Dongeng dari Dullah Disertai 150 foto biografi dan lukisan
Dullah (1919-1996) dikenang sebagai seniman legendaris dan Pelukis Istana Presiden Sukarno. Namun, lebih dari itu, dia adalah pejuang kemerdekaan yang penuh deru dan debu, dengan jalan perang yang nekat. Sejak remaja, dia menulis artikel dan puisi heroik, serta membuat poster dan angkat senjata melawan penjajah, sehingga penjara Belanda (Hoofdbureau van Politie) selalu menantinya. Sebagai provokator anti-Jepang, dia masuk bui Kempeitai dan disiksa sampai setengah mati.

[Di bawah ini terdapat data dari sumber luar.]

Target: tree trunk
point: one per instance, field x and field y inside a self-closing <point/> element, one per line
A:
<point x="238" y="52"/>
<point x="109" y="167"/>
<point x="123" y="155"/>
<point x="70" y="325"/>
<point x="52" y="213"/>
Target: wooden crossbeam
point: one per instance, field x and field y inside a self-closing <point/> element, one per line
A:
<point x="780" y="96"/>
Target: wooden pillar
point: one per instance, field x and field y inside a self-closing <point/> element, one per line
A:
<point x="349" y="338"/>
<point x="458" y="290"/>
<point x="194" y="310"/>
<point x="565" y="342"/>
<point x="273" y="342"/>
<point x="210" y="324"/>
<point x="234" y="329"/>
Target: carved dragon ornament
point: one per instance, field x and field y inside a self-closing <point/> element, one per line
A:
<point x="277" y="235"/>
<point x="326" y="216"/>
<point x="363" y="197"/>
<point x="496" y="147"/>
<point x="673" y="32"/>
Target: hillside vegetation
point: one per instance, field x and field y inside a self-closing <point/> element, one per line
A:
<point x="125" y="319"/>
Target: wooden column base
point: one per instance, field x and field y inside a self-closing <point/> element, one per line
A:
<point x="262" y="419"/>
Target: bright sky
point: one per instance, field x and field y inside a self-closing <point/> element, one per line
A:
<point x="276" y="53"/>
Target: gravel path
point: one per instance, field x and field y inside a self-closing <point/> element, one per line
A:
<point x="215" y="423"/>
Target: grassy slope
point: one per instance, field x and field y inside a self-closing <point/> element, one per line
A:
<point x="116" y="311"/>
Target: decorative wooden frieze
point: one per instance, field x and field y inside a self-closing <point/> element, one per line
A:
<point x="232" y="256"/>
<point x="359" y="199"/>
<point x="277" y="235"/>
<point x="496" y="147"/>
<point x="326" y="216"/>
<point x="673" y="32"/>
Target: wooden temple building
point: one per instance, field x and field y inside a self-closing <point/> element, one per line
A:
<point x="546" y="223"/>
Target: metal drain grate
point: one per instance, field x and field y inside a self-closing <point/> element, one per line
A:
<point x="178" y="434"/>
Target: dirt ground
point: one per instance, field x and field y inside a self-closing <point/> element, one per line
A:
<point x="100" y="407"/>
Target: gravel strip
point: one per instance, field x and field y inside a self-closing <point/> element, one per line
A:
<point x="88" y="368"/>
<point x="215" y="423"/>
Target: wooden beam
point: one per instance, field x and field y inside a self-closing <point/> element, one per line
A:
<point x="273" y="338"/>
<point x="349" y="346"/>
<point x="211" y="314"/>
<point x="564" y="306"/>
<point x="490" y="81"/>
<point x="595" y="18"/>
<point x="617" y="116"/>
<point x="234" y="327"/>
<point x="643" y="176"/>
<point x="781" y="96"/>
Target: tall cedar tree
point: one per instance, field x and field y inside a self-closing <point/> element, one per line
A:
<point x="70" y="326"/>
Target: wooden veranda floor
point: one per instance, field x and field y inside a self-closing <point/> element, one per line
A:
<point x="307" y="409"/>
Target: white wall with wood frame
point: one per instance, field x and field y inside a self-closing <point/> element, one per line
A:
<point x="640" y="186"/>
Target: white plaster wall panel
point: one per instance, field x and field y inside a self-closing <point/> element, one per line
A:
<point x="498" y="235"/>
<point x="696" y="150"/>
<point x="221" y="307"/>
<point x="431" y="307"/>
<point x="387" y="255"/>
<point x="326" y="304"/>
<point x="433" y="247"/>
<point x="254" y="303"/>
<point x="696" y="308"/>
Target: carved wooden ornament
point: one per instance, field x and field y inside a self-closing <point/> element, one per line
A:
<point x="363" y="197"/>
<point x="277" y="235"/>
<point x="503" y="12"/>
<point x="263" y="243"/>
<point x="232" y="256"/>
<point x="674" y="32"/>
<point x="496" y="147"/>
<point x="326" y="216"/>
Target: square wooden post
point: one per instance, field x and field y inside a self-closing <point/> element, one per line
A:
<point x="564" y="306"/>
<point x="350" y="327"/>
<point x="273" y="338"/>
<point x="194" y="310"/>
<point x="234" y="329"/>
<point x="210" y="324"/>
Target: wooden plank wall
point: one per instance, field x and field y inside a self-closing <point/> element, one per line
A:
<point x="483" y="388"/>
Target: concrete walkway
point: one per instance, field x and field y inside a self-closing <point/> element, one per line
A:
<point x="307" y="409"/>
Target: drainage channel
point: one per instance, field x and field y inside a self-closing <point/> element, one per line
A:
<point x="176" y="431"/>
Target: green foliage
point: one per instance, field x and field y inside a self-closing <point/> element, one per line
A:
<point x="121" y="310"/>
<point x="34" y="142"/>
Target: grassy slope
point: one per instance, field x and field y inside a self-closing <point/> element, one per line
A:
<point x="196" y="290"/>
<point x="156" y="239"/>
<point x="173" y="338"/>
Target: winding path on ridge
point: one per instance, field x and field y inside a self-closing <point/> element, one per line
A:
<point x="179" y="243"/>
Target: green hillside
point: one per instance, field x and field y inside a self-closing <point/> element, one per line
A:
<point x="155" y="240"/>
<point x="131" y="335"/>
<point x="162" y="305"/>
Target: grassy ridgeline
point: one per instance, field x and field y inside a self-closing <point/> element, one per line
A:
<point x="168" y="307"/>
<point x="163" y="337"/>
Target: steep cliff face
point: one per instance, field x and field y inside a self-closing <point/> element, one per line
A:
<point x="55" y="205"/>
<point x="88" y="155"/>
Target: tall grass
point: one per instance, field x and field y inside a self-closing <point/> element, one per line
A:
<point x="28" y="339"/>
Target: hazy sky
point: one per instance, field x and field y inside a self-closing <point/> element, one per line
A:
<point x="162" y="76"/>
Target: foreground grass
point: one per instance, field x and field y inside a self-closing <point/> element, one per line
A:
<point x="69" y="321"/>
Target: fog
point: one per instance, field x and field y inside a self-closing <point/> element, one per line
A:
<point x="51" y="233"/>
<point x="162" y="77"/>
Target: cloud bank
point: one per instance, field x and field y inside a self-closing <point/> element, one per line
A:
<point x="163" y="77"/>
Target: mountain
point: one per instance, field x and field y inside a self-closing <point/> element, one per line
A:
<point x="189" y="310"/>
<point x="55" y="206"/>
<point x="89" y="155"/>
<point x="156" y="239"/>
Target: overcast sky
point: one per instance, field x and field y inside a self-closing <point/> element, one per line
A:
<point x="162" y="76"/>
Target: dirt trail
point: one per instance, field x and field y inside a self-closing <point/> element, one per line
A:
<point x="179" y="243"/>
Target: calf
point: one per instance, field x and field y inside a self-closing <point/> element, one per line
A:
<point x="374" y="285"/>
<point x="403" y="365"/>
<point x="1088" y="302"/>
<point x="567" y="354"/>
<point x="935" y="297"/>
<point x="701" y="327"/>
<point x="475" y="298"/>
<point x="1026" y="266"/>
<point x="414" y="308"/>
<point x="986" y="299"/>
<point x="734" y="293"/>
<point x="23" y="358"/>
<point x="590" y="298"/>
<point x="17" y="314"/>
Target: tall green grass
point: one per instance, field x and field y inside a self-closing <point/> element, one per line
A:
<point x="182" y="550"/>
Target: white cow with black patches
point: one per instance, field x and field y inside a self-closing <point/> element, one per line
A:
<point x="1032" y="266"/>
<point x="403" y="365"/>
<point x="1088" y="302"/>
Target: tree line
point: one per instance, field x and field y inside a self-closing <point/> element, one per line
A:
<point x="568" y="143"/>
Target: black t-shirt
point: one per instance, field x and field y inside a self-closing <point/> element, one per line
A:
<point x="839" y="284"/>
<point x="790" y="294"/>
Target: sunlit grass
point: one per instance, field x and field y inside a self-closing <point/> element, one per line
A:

Dialah yang menginstruksi para bocah untuk secara on the spot melukis Agresi Militer Belanda II di Yogyakarta, 1948, sampai akhirnya tercipta puluhan lukisan "revolusi di mata bocah" yang tak ada duanya di dunia. Pada 1950 Dullah diminta Presiden Sukamo menjadi Pelukis Istana. Jabatan yang sangat prestisius! "Di Istana, saya jadi dekorator, penasihat, pendamping, dan pengkritik Presiden. Tapi, banyak yang tak tahu, di Istana saya juga jadi pesuruh, tukang ngecat tembok, penghibur anak-anak Sukamo, tukang tambal talang bocor...."
Agus Dermawan T, pengamat seni yang bergaul erat dengan Dullah, menyusun dongeng kehidupan yang heboh itu dengan menarik, dari masa kecil sampai meninggalkan kita semua. Buku ini ditulis dalam rangka "100 Tahun Dullah" yang luput dari perayaan.
Kritikus seni rupa kelahiran Rogojampi (Jawa Timur), 29 April 1952 ini menempuh pendidikan di Sekolah Tinggi Seni Rupa Indonesia "Asri" Yogyakarta. Menulis sejak 1974 dan lebih dari 1000 judul tulisannya telah dipublikasikan di Kompas, sinar Harapan, Suara Pembangunan, Media Indonesia, Tempo, Gatra, Femina, Editor, Horison, Republika dna sebagainya. Belasan buku monografinya telah terbit, di antaranya tentang pelukis Widajat, Basoeki Abdullah, Dullah, Dede Eri, Supria, Hendra Gunawan, Nyoman Gunarsa, Arie Smit, Krijono, Koempoel. Sebagai penggemar wisata ia kerap melakukan pinik seni rupa ke berbagai negara.